Бессилие добра и другие парадоксы этики (Эпштейн) - страница 4

Русская литература, даже проповедуя добро, не верит в его силу, в его способность переделать мир. Зло оказывается более могущественным, необоримым — и вынуждает к либо трагической, либо иронической капитуляции. Такова роль зла и в «Мастере и Маргарите» М. Булгакова. В иудеохристианской теологии Бог всемогущ и всеблаг, но у Булгакова эти два атрибута противопоставлены друг другу. Образ Всесильного Добра здесь распадается на бессильно-доброго Иешуа — и волшебно-могучего Воланда… Бессильное доброи недобрая сила — таковы два полюса романа, заданные из глубины времен, обреченные на противостояние и странный союз. Мастер сочиняет роман о своем герое Иешуа — и подвергается злобной общественной травле; а Маргарита, чтобы вызволить беззащитного мастера из психлечебницы и обрести его рукопись, обращается к помощи всесильного Воланда. В сюжете самого известного русского романа ХХ в. Маргарита наделяется, по сути, той же ролью, что героиня волшебной сказки. Сначала она страдалица, как Василиса, а потом сама становится ведьмой ради спасения доброго, но слабого возлюбленного. Появляется здесь и череп, который Воланд наполняет кровью — и приказывает выпить Маргарите («сладкий ток пробежал по ее жилам, в ушах начался звон»). Только после этой дьявольской инициации Маргарите удается вернуть себе Мастера и его рукопись. Слышится здесь и отзвук «Шинели», поскольку кроткий Акакий Акакиевич, чтобы вернуть себе украденную шинель, тоже должен был заключить союз с дьяволом. Если добро хочет изменить мир к лучшему, оно само вынуждено обращаться к злу, заискивать перед ним. А зло от избытка сил и презрительной щедрости бросает ему маленькую подачку, чтобы тем вернее продемонстрировать свое превосходство.

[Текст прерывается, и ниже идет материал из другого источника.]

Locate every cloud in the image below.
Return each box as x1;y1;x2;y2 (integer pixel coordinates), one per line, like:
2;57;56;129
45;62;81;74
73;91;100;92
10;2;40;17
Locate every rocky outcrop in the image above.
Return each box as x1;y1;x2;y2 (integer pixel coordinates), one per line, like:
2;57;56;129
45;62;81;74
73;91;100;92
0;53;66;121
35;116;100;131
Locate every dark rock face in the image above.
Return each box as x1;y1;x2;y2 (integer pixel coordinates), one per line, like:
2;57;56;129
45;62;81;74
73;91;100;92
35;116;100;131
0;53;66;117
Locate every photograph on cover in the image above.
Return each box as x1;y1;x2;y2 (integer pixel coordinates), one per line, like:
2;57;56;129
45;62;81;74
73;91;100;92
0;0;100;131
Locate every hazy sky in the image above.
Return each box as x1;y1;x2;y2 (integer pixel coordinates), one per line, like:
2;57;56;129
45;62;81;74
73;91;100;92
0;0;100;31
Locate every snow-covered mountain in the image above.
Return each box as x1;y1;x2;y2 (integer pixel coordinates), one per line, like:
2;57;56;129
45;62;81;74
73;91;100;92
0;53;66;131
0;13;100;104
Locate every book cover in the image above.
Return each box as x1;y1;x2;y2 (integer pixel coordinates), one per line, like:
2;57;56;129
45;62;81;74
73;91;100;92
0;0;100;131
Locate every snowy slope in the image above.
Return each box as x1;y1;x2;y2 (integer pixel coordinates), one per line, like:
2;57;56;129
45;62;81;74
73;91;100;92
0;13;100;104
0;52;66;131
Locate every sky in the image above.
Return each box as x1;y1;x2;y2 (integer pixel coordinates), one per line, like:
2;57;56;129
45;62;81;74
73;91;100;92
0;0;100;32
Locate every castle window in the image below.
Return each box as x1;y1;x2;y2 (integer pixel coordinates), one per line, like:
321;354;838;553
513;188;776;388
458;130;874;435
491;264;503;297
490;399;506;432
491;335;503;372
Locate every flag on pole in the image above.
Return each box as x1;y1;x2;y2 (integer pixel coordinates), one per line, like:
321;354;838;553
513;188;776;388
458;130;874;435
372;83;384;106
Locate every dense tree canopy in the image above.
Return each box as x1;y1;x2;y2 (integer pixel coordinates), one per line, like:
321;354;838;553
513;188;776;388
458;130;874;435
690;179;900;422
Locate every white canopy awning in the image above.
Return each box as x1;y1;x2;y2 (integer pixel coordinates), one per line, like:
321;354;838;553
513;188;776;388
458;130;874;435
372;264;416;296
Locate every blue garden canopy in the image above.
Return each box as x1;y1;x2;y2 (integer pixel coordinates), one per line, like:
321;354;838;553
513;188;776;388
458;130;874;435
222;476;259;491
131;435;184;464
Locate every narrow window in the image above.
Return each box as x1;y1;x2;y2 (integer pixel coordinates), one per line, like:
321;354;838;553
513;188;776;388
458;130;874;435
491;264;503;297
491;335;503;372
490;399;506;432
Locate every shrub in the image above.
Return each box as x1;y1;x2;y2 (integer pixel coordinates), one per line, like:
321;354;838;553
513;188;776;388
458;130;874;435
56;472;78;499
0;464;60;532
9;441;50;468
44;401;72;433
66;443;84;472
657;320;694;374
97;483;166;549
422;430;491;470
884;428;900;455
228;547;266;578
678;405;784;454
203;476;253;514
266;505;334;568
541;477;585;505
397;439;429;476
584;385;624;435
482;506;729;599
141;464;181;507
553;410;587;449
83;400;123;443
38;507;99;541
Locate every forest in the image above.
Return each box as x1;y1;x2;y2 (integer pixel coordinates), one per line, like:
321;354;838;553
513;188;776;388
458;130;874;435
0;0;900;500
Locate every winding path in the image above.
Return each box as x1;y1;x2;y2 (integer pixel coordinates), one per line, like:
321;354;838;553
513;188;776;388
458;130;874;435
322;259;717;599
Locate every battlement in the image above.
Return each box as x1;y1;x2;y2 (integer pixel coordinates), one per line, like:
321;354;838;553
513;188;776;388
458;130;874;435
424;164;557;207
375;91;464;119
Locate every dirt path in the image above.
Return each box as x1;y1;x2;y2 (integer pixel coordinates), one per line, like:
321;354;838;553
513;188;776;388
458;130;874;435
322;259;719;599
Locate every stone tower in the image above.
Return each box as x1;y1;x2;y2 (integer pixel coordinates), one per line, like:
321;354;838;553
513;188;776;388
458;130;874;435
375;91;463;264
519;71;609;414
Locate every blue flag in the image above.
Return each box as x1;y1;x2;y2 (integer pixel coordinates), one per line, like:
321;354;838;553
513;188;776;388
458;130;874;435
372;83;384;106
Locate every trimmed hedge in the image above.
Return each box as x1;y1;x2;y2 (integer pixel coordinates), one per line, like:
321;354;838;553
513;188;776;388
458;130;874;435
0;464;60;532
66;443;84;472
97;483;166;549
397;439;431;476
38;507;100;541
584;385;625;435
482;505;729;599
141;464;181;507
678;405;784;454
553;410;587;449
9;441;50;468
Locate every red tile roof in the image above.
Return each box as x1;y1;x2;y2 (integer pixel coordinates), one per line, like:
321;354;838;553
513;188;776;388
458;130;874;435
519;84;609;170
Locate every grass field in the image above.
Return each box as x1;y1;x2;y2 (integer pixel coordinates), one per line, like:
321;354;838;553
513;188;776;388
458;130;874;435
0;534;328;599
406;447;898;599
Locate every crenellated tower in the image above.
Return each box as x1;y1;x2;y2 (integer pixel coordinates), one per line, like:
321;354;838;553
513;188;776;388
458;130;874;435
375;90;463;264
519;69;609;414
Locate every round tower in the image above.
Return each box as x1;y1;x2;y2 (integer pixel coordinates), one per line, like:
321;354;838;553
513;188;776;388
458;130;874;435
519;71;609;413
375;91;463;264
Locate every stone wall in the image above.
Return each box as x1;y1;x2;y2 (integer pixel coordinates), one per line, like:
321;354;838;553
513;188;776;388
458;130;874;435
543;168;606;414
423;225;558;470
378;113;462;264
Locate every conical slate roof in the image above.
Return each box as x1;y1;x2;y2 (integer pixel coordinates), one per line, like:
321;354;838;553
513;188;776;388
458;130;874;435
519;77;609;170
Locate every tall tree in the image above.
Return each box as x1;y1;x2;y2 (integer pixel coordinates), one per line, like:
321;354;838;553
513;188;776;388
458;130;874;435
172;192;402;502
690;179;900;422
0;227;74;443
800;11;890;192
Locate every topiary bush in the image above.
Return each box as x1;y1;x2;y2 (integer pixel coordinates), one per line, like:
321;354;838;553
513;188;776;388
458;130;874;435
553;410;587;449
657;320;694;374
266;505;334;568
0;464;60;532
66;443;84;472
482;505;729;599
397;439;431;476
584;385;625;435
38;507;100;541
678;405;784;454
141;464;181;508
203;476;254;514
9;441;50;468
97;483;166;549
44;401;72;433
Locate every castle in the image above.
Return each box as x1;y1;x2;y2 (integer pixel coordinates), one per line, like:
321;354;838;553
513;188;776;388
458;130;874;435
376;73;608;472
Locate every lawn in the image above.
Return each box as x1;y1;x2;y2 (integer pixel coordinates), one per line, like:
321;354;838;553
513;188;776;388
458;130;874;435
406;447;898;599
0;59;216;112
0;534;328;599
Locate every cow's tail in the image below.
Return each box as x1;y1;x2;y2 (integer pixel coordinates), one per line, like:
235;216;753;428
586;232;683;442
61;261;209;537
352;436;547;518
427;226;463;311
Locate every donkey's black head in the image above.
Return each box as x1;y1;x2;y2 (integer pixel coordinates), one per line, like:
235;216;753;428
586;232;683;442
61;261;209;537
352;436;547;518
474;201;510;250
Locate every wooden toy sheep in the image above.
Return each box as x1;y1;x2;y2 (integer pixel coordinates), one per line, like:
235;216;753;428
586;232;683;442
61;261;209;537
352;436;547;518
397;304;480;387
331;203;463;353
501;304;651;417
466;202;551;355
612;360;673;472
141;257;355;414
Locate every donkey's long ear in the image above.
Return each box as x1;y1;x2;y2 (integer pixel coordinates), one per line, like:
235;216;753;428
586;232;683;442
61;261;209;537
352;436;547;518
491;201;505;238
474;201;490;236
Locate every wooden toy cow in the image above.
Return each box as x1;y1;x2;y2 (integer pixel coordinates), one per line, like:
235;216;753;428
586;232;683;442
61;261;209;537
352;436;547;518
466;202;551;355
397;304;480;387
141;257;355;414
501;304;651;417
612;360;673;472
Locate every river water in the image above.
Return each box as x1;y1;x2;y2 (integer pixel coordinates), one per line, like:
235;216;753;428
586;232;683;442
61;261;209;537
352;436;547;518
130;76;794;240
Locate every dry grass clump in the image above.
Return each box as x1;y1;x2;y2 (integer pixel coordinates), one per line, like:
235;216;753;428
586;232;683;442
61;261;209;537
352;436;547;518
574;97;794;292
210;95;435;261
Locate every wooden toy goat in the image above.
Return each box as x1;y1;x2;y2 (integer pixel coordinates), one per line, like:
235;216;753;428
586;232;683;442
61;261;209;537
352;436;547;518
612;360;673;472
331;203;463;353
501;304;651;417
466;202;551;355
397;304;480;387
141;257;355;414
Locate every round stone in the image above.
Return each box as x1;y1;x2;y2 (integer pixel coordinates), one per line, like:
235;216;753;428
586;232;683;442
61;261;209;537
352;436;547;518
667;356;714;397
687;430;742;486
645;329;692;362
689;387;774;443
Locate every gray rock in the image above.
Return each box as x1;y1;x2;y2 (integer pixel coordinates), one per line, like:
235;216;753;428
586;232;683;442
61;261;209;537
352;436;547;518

Самый страшный персонаж «Мертвых душ»

1960-е годы. В школе проходим «Мертвые души» Гоголя. Узнаем, что в этой «поэме» автор собрал все самые злостные пороки, которыми страдала царская Россия (и от которых она, конечно же, исцелилась благодаря Октябрьской революции).

Вспоминаю — и умиляюсь тем «порокам». Кто их олицетворяет? Сладкий мечтатель Манилов, готовый со всеми дружить и обнять весь мир? Лихой кутила и задира Ноздрев? Коробочка — опасливая, но гостеприимная? Ворчун Собакевич — побранит-побранит да поросенком и закусит и мирно захрапит? Плюшкин — скупец, который прибирает каждую кроху, но никого не обкрадывает?

И это всё — пороки? В этих «прорехах на человечестве» нет ни зла, ни ненависти. В сравнении с теми человеческими типами, которых нам пришлось узнать в XX в., все они какие-то трогательно-беззащитные и их пороки — как вредные привычки у детей, без сознательной злой воли. Это мир до Достоевского и Салтыкова-Щедрина, до Свидригайлова, Ставрогина и Иудушки Головлева. Никаких ужасов, чернухи, никакого сладострастного мучительства. «Мертвые души» — это не только не ад, это самый светлый круг чистилища, куда попадают добропорядочные, но скучные, вялые, ленивые, не работающие над собой души, позволяющие привычкам пошлого быта собой овладеть.